TBB Concurrent Hash map - McMap

About

TBB Concurrent Hash map

Asked 16/9, 2011 at 19:20 Answered 16/9, 2011 at 21:53

Solved c++hashmap tbb concurrenthashmap

W

1

9

I am implementing tbb's concurrent hash map to compare the performance of it against a suite of other concurrent hash tables.

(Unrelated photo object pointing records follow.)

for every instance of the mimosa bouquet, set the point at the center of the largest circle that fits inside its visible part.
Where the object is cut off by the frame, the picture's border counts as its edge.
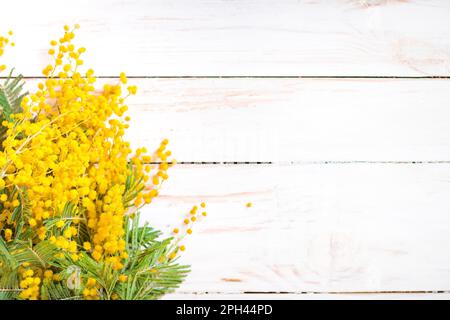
(71, 190)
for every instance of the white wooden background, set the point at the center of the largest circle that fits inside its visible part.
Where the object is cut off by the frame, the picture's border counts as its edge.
(332, 117)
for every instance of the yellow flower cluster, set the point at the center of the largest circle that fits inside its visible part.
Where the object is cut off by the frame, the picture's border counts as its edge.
(90, 291)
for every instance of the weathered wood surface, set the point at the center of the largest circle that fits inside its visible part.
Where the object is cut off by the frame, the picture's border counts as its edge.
(308, 296)
(355, 202)
(240, 38)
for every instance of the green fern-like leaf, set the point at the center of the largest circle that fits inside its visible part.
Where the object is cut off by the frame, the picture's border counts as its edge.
(11, 95)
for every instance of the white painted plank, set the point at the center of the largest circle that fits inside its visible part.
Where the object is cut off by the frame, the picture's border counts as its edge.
(284, 120)
(312, 228)
(290, 120)
(308, 296)
(264, 37)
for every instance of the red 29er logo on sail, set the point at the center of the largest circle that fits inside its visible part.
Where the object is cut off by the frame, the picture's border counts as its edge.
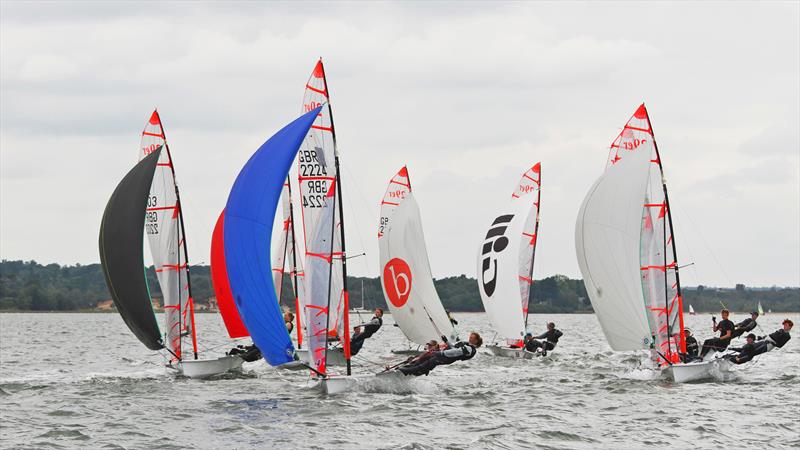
(397, 281)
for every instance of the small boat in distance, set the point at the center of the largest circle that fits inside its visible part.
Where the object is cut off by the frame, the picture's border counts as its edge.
(505, 265)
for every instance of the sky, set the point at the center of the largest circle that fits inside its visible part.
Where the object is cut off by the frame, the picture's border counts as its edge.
(467, 95)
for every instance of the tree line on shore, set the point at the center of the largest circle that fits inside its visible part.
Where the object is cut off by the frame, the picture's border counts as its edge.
(28, 285)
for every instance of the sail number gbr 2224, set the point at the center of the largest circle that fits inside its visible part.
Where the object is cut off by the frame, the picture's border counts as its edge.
(314, 178)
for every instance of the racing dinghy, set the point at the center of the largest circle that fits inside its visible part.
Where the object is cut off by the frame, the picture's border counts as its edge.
(505, 265)
(626, 251)
(166, 237)
(406, 276)
(247, 231)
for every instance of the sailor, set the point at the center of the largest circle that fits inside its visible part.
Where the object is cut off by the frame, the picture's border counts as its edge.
(746, 325)
(551, 336)
(776, 339)
(356, 341)
(248, 353)
(460, 351)
(365, 331)
(692, 347)
(725, 328)
(288, 317)
(746, 352)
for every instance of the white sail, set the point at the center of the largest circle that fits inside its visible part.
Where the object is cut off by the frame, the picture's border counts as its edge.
(498, 271)
(505, 259)
(406, 276)
(166, 238)
(287, 263)
(607, 242)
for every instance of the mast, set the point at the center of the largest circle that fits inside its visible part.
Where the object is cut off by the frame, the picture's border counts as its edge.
(533, 255)
(181, 243)
(338, 193)
(668, 213)
(294, 266)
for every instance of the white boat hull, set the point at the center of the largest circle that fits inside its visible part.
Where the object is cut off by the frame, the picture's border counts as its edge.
(698, 371)
(508, 352)
(335, 357)
(338, 384)
(204, 368)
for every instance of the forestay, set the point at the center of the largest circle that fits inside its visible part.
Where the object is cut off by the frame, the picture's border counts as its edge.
(505, 258)
(406, 276)
(165, 235)
(249, 216)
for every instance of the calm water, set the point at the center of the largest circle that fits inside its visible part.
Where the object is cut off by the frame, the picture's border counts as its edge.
(82, 380)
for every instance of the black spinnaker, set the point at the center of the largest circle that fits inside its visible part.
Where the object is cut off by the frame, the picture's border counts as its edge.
(121, 251)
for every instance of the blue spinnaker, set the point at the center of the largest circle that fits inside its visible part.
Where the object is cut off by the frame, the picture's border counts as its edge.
(249, 215)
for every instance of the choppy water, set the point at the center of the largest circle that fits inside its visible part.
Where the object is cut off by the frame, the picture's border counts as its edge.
(82, 380)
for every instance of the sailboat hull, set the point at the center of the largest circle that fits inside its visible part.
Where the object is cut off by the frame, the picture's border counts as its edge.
(204, 368)
(335, 357)
(699, 371)
(507, 352)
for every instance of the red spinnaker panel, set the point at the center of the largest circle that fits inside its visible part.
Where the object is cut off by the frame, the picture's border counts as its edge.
(219, 278)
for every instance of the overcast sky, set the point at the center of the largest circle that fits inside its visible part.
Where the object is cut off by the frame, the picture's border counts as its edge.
(467, 95)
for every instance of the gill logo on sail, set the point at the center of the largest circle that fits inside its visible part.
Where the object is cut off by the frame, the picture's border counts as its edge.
(494, 243)
(397, 281)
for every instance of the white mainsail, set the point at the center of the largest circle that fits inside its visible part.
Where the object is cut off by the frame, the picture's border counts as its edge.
(326, 300)
(165, 236)
(287, 262)
(626, 249)
(505, 258)
(406, 276)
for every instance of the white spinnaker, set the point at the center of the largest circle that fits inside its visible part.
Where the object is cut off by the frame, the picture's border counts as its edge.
(321, 222)
(499, 258)
(165, 237)
(285, 257)
(607, 242)
(406, 276)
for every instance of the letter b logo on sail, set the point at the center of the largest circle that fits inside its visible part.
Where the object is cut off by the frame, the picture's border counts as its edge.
(397, 281)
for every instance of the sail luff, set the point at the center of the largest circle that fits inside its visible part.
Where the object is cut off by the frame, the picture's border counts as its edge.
(668, 212)
(535, 243)
(338, 193)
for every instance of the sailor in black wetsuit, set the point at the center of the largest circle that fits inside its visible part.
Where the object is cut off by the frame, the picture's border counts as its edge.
(461, 351)
(692, 347)
(746, 326)
(369, 328)
(551, 335)
(776, 339)
(745, 352)
(725, 328)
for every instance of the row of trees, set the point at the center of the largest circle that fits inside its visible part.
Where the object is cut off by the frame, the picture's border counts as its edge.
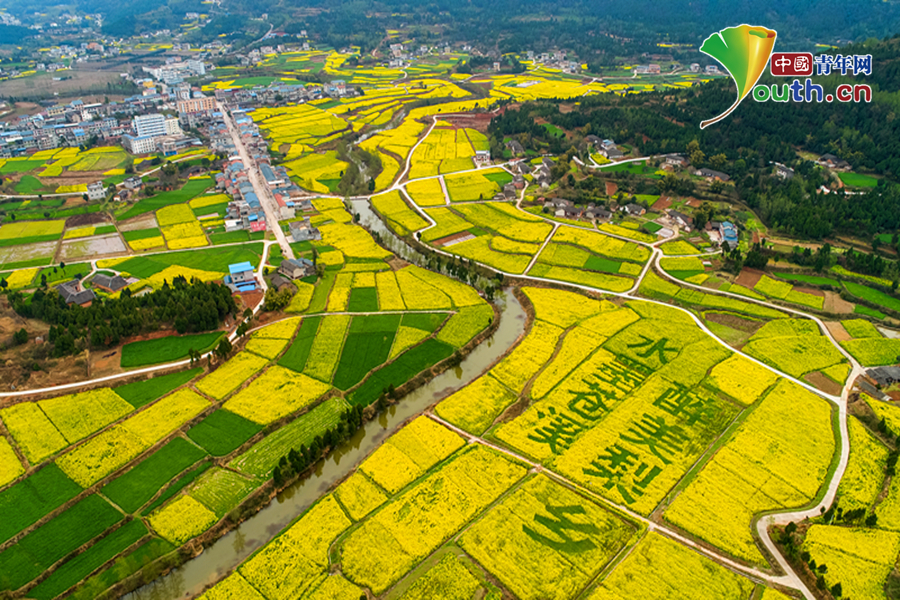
(298, 460)
(187, 307)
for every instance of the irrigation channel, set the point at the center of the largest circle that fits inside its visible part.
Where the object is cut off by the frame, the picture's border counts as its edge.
(230, 550)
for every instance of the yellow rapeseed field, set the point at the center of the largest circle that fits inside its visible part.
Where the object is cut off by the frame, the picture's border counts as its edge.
(418, 521)
(101, 455)
(165, 416)
(233, 587)
(409, 453)
(10, 467)
(32, 431)
(777, 459)
(511, 541)
(742, 379)
(661, 569)
(475, 407)
(77, 416)
(297, 559)
(389, 297)
(859, 559)
(182, 520)
(359, 496)
(276, 393)
(232, 374)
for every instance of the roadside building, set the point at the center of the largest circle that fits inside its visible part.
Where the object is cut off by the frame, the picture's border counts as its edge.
(96, 191)
(72, 292)
(109, 284)
(241, 277)
(297, 268)
(728, 233)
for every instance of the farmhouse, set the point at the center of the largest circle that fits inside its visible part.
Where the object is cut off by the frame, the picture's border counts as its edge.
(682, 219)
(728, 233)
(96, 191)
(133, 183)
(72, 292)
(515, 147)
(303, 231)
(783, 171)
(109, 284)
(676, 160)
(634, 209)
(833, 162)
(711, 175)
(297, 268)
(884, 376)
(241, 277)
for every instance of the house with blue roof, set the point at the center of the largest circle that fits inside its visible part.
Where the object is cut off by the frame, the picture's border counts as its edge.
(729, 233)
(241, 277)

However the performance I get out of it is horrendous, I just can't believe it is that slow compared to other concurrent hash tables

Here is my implementation of it:

class TBB: public TestDs{
    typedef tbb::concurrent_hash_map<int,int, HashCompare<int> > hash_t;
private:
        hash_t _ds;
public:
        TBB(const Configuration& config) : _ds(config.initial_count) {
        }

    bool containsKey(int key) {
        hash_t::accessor a;

        if(_ds.find(a,key)){
            return true;
        }
        else 
            return false;
    }

    int get(int key) {
        hash_t::accessor a;

        if(_ds.find(a,key)){
             return (int)(a->second);
        }
        else 
            return 0;
    }

    int put(int key, int value) {
        return _ds.insert( std::make_pair(key, value) );
    }

    int remove(int key) {
        return _ds.erase(key);
    }

    int size() {
        return _ds.size();
    }
    const char* name() {
        return "TBB";
    }
    void print() {}
    void shutdown() {}

};

Does anyone see any issue with my implementation or know of any reason why it may perform slow? It takes over 30 mins for it to insert 200,000 elements in a single thread environment. To put that in perspective, nearly all the other tables perform this test in less than 5 mins.

Here is my build code:

-w  -DNDEBUG -g -msse2 -m32  -DINTEL -D_REENTRANT -lrt -pthread -fno-strict-aliasing -l cds -l tbb -lllalloc

UPDATE: I have adjusted my testing code to prefill the hash tables to 1000, instead of 100,000. When running it again, tbb performs 92 op/sec while, another implementation performs 89431 op/sec. (64 thread environment)...Just saying something doesn't seem right....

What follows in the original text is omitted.